Monday, November 15, 2010

On Being Misplaced

I spent the weekend at a conference which focused on women in the ancient world. I thought it would be significantly easier to navigate than the Indo-European Linguistics conference because I would understand everything that was going on and have read many of the texts being discussed. Yet, it was actually harder. Although I was engaged in the content of the papers, the people were more intimidating because I was engaged in the content. I felt that if I were to talk to anyone, I would have to ask some intelligent question about their talk in order to prove myself. A bubbling resentment arose; I should be in graduate school right now. Thinking back on it, not being in graduate school is not my problem.

Not being in graduate school is actually a great thing right now. I get to explore the academic world. A friend told me about a book, Phrasikleia, a book he was reading for his thesis and I just picked up a cheap copy I stumbled upon and started reading it. I have the ability to visit conferences, art exhibits, and enjoy my discipline from many angles. My difficulty is that I cannot prove I belong somewhere by just saying the name of the graduate school that I attend. This, of course, makes the little failures (like my recent translation of Horace I.37) a little bit sharper. However, it also means that I have the time to iron out problems before I find a graduate school.

Considering this my misplaced irritations, I thought about the benefits and detriments of misplacement of words, emotions, etc. My first thought went to Horace-- poets often transfer or misplace (more accurately, displace) epithets to heighten certain passages and make them more artful.

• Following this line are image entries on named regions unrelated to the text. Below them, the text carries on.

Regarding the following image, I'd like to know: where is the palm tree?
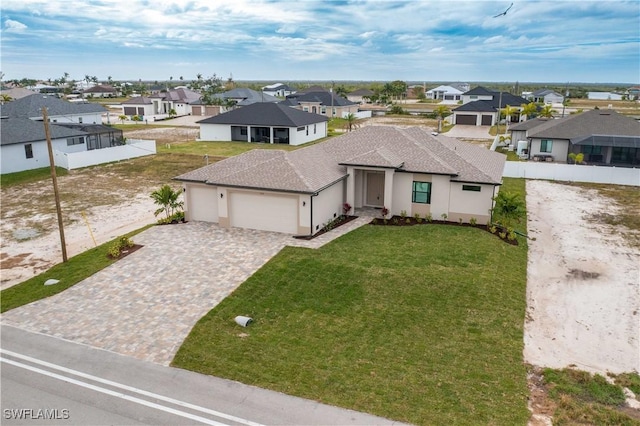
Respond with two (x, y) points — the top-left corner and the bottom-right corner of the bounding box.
(344, 113), (360, 132)
(539, 104), (558, 118)
(520, 102), (538, 119)
(502, 105), (518, 132)
(433, 105), (451, 133)
(151, 184), (184, 220)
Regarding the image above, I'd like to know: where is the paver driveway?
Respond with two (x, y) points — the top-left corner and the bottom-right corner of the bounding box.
(2, 217), (371, 365)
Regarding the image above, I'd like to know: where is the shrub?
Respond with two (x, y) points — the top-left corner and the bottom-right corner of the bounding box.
(108, 236), (133, 258)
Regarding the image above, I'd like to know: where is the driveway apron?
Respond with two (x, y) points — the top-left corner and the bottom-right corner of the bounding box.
(2, 217), (371, 365)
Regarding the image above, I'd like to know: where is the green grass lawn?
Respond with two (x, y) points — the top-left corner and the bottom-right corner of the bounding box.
(173, 220), (528, 425)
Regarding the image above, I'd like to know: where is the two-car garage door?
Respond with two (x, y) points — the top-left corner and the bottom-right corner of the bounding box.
(229, 192), (298, 234)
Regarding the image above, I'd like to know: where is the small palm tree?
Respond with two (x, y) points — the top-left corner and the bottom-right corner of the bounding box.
(344, 113), (360, 132)
(520, 102), (538, 119)
(540, 104), (558, 118)
(151, 185), (184, 221)
(433, 105), (451, 133)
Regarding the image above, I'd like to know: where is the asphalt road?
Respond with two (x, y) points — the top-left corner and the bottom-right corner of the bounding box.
(0, 325), (404, 426)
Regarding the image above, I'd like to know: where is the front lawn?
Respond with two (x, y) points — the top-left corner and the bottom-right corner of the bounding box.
(173, 218), (528, 425)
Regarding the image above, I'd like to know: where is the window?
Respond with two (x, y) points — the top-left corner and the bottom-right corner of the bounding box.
(582, 145), (602, 154)
(411, 182), (431, 204)
(67, 137), (84, 146)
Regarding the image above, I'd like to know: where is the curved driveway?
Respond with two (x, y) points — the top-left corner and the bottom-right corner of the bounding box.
(2, 217), (371, 365)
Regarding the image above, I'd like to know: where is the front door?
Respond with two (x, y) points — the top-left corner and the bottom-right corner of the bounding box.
(366, 172), (384, 207)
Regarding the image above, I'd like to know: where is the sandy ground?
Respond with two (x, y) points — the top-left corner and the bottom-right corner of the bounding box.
(0, 192), (157, 289)
(524, 181), (640, 374)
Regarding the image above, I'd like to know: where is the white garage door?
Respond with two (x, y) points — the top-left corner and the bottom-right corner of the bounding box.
(229, 192), (298, 234)
(187, 186), (218, 223)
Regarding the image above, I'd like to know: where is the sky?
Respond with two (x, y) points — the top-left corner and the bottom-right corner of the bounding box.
(0, 0), (640, 84)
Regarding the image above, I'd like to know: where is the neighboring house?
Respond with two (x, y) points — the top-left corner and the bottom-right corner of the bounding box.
(0, 116), (124, 174)
(175, 125), (506, 235)
(82, 84), (119, 98)
(281, 88), (358, 117)
(148, 88), (202, 116)
(262, 83), (296, 98)
(347, 89), (374, 104)
(121, 96), (157, 117)
(2, 93), (107, 124)
(0, 87), (36, 101)
(511, 109), (640, 167)
(452, 86), (528, 126)
(587, 92), (622, 101)
(524, 89), (564, 104)
(213, 87), (280, 106)
(424, 86), (464, 103)
(198, 102), (329, 145)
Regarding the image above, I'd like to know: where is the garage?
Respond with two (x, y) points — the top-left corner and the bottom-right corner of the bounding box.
(456, 114), (476, 126)
(186, 185), (218, 223)
(229, 192), (298, 234)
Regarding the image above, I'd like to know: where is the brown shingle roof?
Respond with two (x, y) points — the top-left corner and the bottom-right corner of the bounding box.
(175, 126), (506, 193)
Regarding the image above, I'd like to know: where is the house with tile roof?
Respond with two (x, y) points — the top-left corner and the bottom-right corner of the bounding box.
(174, 126), (506, 235)
(0, 94), (155, 174)
(198, 102), (329, 145)
(281, 87), (358, 118)
(510, 109), (640, 167)
(262, 83), (296, 98)
(452, 86), (529, 126)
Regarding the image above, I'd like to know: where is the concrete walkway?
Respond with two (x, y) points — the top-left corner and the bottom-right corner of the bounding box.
(2, 216), (371, 365)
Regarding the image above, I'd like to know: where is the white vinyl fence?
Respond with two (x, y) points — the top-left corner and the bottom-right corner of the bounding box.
(54, 139), (156, 170)
(502, 161), (640, 186)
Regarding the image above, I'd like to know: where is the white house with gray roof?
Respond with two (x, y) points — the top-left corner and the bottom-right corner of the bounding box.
(510, 109), (640, 167)
(175, 126), (506, 235)
(198, 102), (329, 145)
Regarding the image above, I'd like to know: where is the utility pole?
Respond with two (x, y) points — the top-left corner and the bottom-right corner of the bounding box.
(42, 107), (67, 262)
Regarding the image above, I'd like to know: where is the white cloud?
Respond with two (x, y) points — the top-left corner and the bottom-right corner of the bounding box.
(4, 19), (27, 33)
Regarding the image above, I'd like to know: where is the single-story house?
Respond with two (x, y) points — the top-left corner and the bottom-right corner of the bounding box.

A lot of Latin poets used these misplaced epithets.

Since Sharon James' opening lecture at the conference, I have been thinking a lot about comedy (her lecture was on citizen women in Roman comedy). During the question and answer session, Amy Richlin brought up violence in Roman comedy. She explained that although it comes close, in no extant Roman plays is there any physical violence between husband and wife. Rather the violence is misplaced-- or displaced-- to slaves. According to Richlin, this is because it was no longer funny, even to a Roman audience, if the director showed violence between husband and wife onstage. In more modern humor, there is the same displacement of insults, etc., in order to create comic scenarios.

So misplacement (or displacement) is a common theme. It does not make my discomfort and the conference any less silly, but it illuminates how common it is in the human experience.